16 February 2023, 07:00 uur
Politiek
mainImage
Links: raadslid Kind (Volt)

Onderwijswethouder Said Kasmi kan niet verhelpen dat 50.000 mbo-studenten in Rotterdam anders worden behandeld dan hbo-en universitaire studenten als het gaat om verenigingsvoorwaarden. Opleidingsniveau wordt volgens de wet niet gezien als een discriminatiegrond, zodat ondernemers en verenigingen hun eigen (deur)beleid mogen bepalen.

De Rotterdamse fractie van Volt vindt dit teleurstellend omdat uit haar korte verkenning blijkt dat mbo-studenten niet kunnen sporten bij veel van de 26 sportverenigingen die zijn aangesloten bij Erasmus Sports en studentenverenigingen die van oorsprong gericht zijn op universitaire studenten. Zij laten geen mbo-studenten toe.

Ook komen mbo-studenten in tegenstelling tot hbo-studenten niet in aanmerking voor een woning bij verschillende aanbieders van studentenhuisvesting. Onduidelijk voor raadslid Tim Kind van Volt blijft het of in het verlengde hiervan mbo-studenten in Rotterdam toegelaten worden bij uitgaanslocaties waar studentenpassen aan de deur worden gecontroleerd. In Utrecht leidde een weigering eerder tot weldegelijk een gevoel van discriminatie.

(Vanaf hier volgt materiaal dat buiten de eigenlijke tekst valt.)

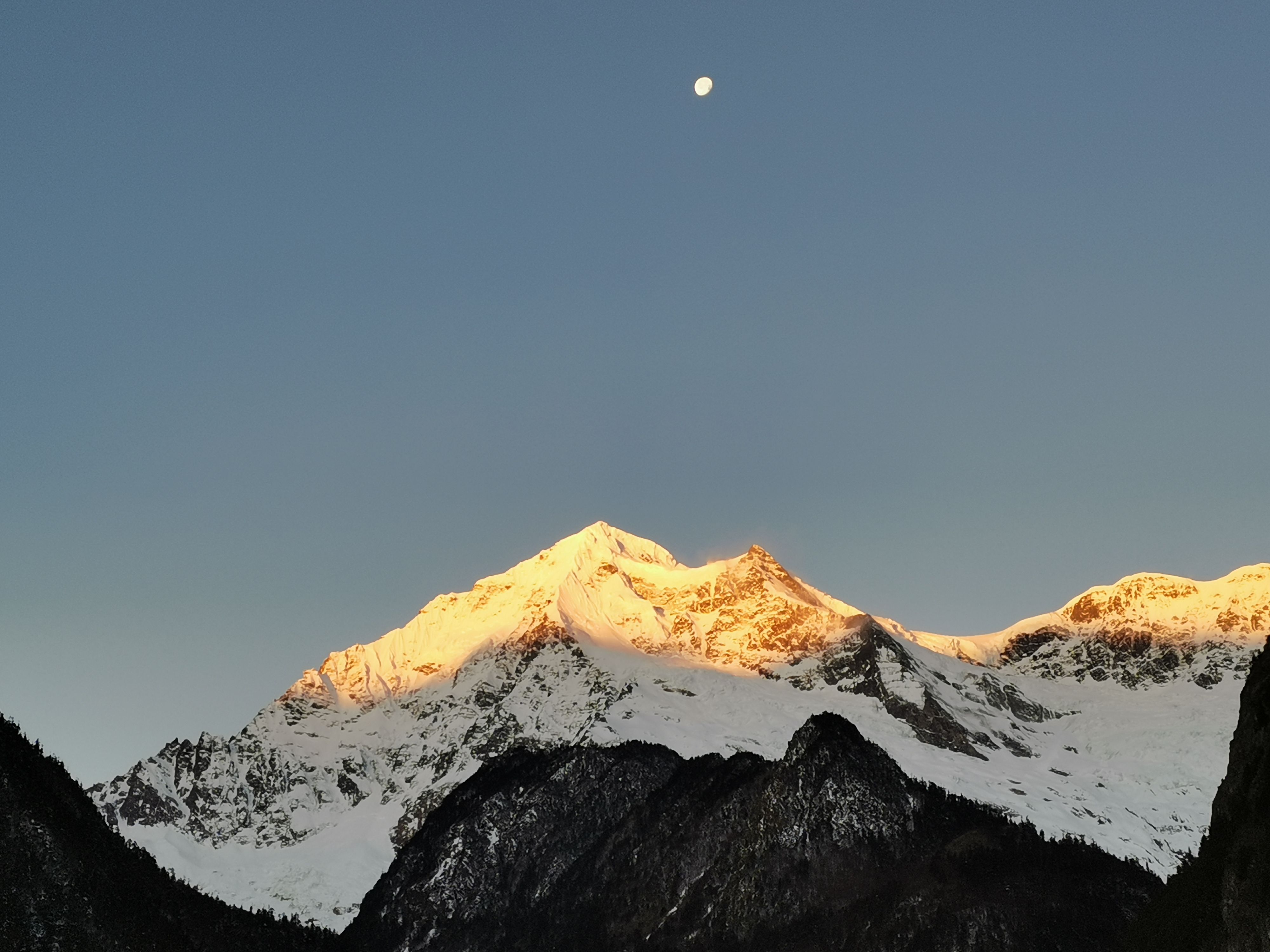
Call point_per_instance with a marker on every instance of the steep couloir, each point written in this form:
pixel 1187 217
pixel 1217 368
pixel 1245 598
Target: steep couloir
pixel 1220 902
pixel 69 884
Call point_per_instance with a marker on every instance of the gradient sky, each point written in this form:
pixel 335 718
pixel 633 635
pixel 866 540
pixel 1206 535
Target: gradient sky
pixel 312 312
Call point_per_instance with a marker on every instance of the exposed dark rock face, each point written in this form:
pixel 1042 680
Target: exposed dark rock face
pixel 1220 902
pixel 68 883
pixel 830 849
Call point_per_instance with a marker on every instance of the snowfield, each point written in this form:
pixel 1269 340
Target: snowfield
pixel 1109 719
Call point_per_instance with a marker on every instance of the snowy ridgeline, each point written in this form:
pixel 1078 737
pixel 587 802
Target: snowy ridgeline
pixel 1109 719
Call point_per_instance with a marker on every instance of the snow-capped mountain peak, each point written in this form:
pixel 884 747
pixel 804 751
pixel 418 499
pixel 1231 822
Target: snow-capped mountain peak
pixel 1147 629
pixel 606 638
pixel 605 587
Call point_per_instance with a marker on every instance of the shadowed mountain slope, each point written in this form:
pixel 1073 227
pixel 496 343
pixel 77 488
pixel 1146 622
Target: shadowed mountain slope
pixel 1220 902
pixel 1108 720
pixel 68 883
pixel 831 847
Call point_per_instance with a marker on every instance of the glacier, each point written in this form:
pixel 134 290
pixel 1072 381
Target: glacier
pixel 1108 720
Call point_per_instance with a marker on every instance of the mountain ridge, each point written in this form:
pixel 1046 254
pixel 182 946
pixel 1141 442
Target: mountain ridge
pixel 606 638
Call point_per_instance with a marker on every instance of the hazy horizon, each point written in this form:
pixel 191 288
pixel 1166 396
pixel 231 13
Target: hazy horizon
pixel 309 314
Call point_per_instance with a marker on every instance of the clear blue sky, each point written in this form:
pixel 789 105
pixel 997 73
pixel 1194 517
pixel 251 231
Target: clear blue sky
pixel 312 312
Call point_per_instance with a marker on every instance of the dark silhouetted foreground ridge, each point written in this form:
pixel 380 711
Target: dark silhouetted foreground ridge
pixel 831 847
pixel 68 883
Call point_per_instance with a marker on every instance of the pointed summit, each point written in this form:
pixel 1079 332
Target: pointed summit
pixel 605 587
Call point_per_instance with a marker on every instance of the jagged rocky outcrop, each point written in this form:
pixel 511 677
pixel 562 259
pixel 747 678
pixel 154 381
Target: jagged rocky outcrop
pixel 1220 901
pixel 1145 630
pixel 830 847
pixel 69 884
pixel 606 638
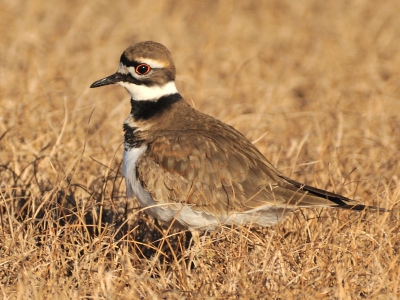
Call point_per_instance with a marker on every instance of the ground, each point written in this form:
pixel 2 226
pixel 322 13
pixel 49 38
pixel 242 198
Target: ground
pixel 314 84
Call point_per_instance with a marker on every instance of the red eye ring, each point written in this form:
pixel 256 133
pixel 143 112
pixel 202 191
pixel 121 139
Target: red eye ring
pixel 142 69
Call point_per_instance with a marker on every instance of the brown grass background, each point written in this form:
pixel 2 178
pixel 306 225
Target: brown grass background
pixel 315 84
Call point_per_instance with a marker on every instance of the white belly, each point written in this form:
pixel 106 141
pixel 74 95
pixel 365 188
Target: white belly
pixel 164 212
pixel 185 215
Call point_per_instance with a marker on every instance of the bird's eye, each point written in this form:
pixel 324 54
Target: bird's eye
pixel 142 69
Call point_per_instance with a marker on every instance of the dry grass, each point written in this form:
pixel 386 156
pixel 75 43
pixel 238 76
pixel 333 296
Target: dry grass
pixel 315 83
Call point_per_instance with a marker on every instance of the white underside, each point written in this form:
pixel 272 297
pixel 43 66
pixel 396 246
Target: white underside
pixel 266 215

 ‘’Sinds 2020 zijn mbo-studenten in de ogen van de rijksoverheid officieel studenten. Dit betekent dat zij dezelfde rechten hebben als hbo- en wo-studenten, zoals studiefinanciering en een studentenreisproduct. Echter, als er sprake is van een vereniging dan mag een vereniging voorwaarden stellen aan leden. Dat kan kan zijn dat iemand een bewijs van inschrijving aan een specifieke onderwijsinstelling moet kunnen overleggen. Als college kunnen wij ons hierin vinden en volgen wij deze lijn’’, aldus Kasmi.

Als er sprake is van strijdigheid met artikel 1 van de grondwet, kan dit worden gemeld bij het meldpunt discriminatie van RADAR.